T E C H N I Q U E S

Carving up bugs

Slicing is an automated technique for program simplification, which can aid debugging and maintenance. Mark Harman explains how execution information can focus the spotlight even closer…

Slicing algorithms enable programmers to extract the parts of a program that affect a chosen set of variables at some chosen point, forming a slice. Slices can be very useful in understanding and debugging code, since they comprise only those parts of a program related to a specific sub-computation (defined by the slicing criterion), while retaining the effect of the original code. In general, slices are constructed for a set of variables, but in this article we shall simply consider slices constructed for a single variable. I’ll describe several ways in which dynamic information about the execution pattern of a program can be used to produce simpler slices than are possible using the static approach (described in detail in 'A piece of cake').

Static slicing

In what has come to be termed ‘static’ slicing, the slicing criterion contains no information about the execution of the program, and so the slice preserves the effect of the code for every possible execution pattern.

Consider the example in Listing 1. The program is supposed to calculate the sum and product of the sequence of numbers from 1 to the input number n, but the value of the product p is always found to be zero. In order to locate the cause of this errant behaviour, we can construct a static slice for the variable p at the end of the program, as shown in Listing 2. Since the slice is simpler than the original program, it is easier to locate the bug (in this case, p should be initialised to 1, instead of 0).

Although static slicing can undoubtedly assist in the debugging effort, it does tend to produce rather large slices. This is particularly true for well-constructed programs, which are typically highly cohesive, resulting in code where the computation of each variable is highly dependent upon the values of many other variables. Indeed, this observation about the relationship between the size of a typical slice and the cohesiveness of a program has led to work on cohesion metrics based upon slicing, which I will cover in a forthcoming article.

Listing 1: A program fragment to be statically sliced
scanf("%d",&n);
s=0;
p=0;
while (n>1)
{
s=s+n;
p=p*n;
n=n-1;
}
printf("%d",p); }
/* the slice point is the end of the program */

Dynamic slicing

When it comes to debugging a program, we will usually have executed it at least once, and found it to produce unexpected results. For example, the program in Listing 1 might have been passed an input value 0 for the variable n – this is in fact a highly likely choice, as one tends to test loops with ‘special case’ values. Now, when we execute the program, we will find that the variable p contains the wrong value.

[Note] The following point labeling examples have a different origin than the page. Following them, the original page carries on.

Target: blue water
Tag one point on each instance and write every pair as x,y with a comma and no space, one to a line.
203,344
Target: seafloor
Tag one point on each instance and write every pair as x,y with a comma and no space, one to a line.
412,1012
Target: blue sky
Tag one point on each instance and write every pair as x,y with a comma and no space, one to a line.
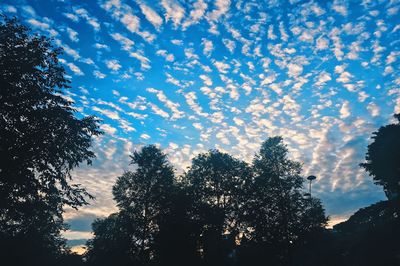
195,75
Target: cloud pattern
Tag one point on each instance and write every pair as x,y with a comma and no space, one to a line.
195,75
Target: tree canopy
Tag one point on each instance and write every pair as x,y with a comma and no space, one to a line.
42,140
383,158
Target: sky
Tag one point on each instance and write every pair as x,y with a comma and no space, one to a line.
195,75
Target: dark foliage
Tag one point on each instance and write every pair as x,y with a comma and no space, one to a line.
221,212
383,158
41,142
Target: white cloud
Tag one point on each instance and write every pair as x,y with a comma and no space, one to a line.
373,109
145,136
221,8
77,71
176,113
151,15
345,110
113,65
108,129
196,14
173,11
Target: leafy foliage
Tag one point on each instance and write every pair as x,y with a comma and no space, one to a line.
41,141
383,158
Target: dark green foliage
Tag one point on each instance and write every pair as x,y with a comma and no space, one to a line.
41,142
143,197
218,183
370,236
383,158
279,216
200,219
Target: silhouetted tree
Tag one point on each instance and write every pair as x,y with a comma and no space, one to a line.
143,199
383,158
41,142
111,244
217,182
370,236
278,213
179,231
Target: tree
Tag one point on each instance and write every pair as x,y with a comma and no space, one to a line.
383,158
41,142
278,213
218,181
143,199
111,244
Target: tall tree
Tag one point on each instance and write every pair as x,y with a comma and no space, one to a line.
41,141
218,181
383,158
277,211
143,199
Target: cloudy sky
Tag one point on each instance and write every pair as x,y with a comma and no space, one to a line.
194,75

Instead of consulting a static slice to locate the bug, it would make more sense to construct a slice which exploits the specific information available about the input which caused the code to break. Such a slice is called a dynamic slice, since it is constructed with respect to the traditional slicing criterion together with information on a particular execution pattern, to wit: the sequence of input values passed to the program. Collectively, this information is referred to as the ‘dynamic slicing criterion’. We shall say that we construct a dynamic slice for a variable v, at a point p, on an input i. To describe the input sequence i, we shall enclose the sequence of values in angled brackets.

Listing 2: A static slice of Listing 1
scanf("%d",&n);
p=0;
while (n>1)
{
p=p*n;
n=n-1;
}

A dynamic slice of the code in Listing 1 constructed for p at the end of the program on the input sequence <0> is shown in Listing 3. It is far simpler than the corresponding static slice (Listing 2), and clearly highlights the bug in the original program!

Obviously, we were rather lucky in this case, achieving the maximum level of simplification possible. In practice the slices constructed will be more complex. However, in cases where a variety of test data causes some error, there is nothing to stop us having the slicing tool construct a dynamic slice for each set of input, and present us with the smallest.

Listing 3: A dynamic slice of Listing 1
p=0;

Slicing precision

There are two main properties desirable in slicing algorithms, which we call soundness and completeness. In order to be sound an algorithm must never delete a statement from the original program which could have an effect upon the slicing criterion. It is this property that allows us to analyse a slice in total confidence that it contains all the statements relevant to the criterion. Soundness on its own, however, is not enough: a trivial slicing algorithm could refuse to delete any statements from a program, thereby achieving soundness by doing nothing.

In order to be complete a slicing algorithm must remove all statements which cannot effect the slicing criterion. In general, completeness is unachievable (for theoretical reasons to do with undecidability). Therefore, the goal of slicing algorithms is to delete as many statements as possible, without giving up soundness. The closer an algorithm approximates completeness, the more precise the slices it constructs will be. It has been proven that a dynamic slice constructed for some variables at a certain point will always be at least as thin as the corresponding static slice, and in practice we find that dynamic slices are often a great deal simpler. This makes the technique ideally suited to debugging, when we want to focus on the statements that could have caused errors in a particular execution.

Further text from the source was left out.